The following are some steps that are generally taken to ensure the accuracy of a physical count:
• The warehouse, retail store or storage facility should be arranged so as to facilitate counting and clearly segregate non-inventory items.
• Cut-off procedures should be put in place and final numbers of important documents such as dispatch notes and invoices are recorded. (Cut-off procedures are discussed in greater detail in section 9.5.2.)
• Prenumbered count sheets, tags or cards should be produced detailing inventory codes and descriptions. A supervisor should record all numbers used and account for spoiled documents to ensure that the count details are complete. Alternatively, where inventory items have bar codes, electronic scanners can be used to record the count.
• Counting should be done in teams of at least two people: one counter and one checker. All team members should sign the count records.
• Any damaged or incomplete items located during the count should be clearly listed on the count records.

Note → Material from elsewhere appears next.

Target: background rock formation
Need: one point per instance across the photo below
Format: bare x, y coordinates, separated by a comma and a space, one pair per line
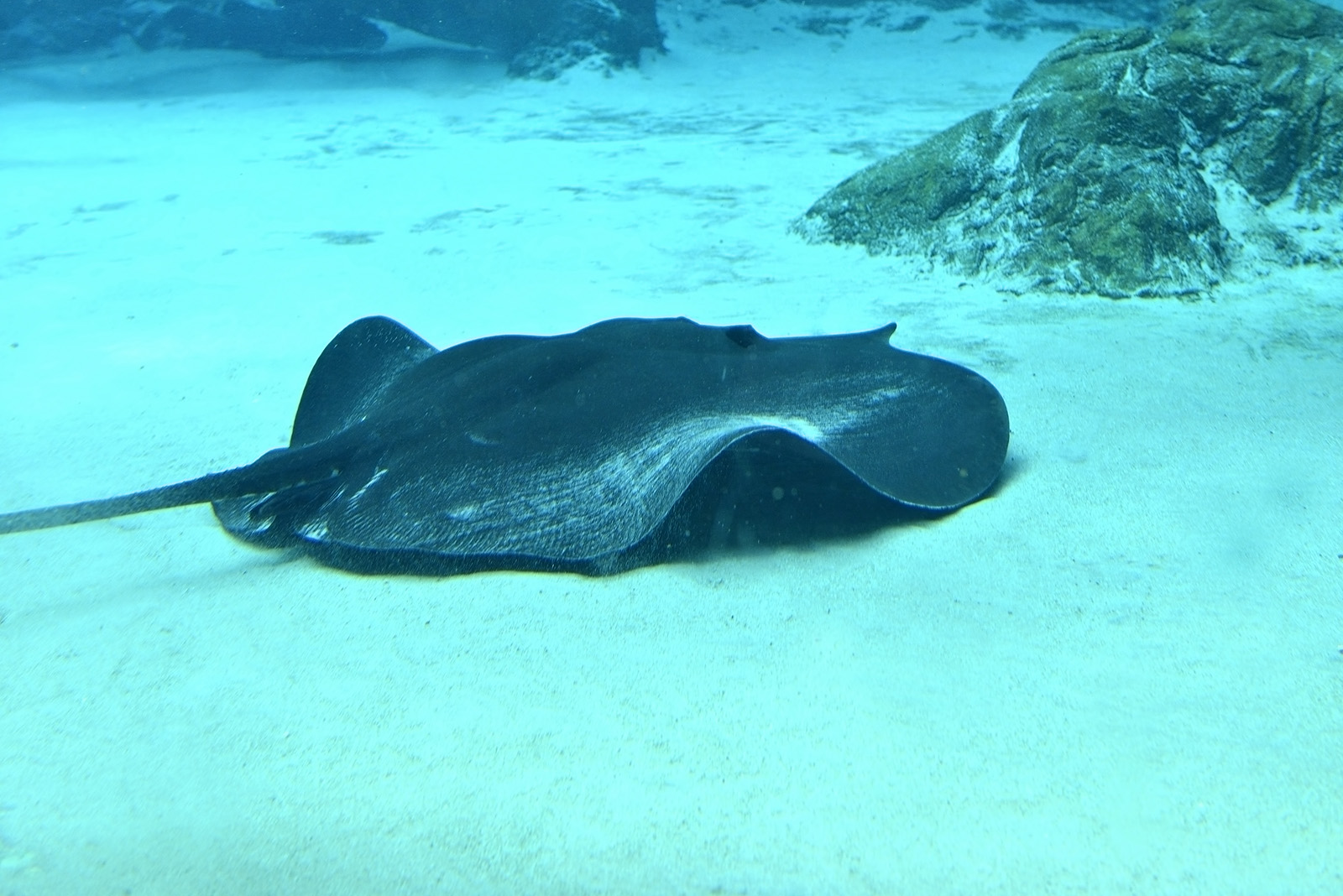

• The supervisor should ensure that all goods have been counted before the count sheets are collected.
Once the physical count is complete, under the perpetual method the quantities on hand are then compared to recorded quantities and all discrepancies investigated. Recording errors cause discrepancies; for example, the wrong code number or quantity might have been entered, or a transaction might not have been processed in the correct period. Alternatively, discrepancies may reveal losses of goods caused by damage or fraud. Recording errors can be corrected but the value of goods that have been lost should be written off . Unless they are immaterial, inventory losses must be disclosed separately in the notes to the financial statements.
Once the count is completed, under this method the count quantities are then costed and the value of inventory brought to account. This adjustment can be done in a number of way.
Under the periodic method, inventory losses and fraud cannot be identified and recorded as a separate expense. The movement in inventory balances plus the cost of purchases is presumed to represent the cost of sales during the reporting period.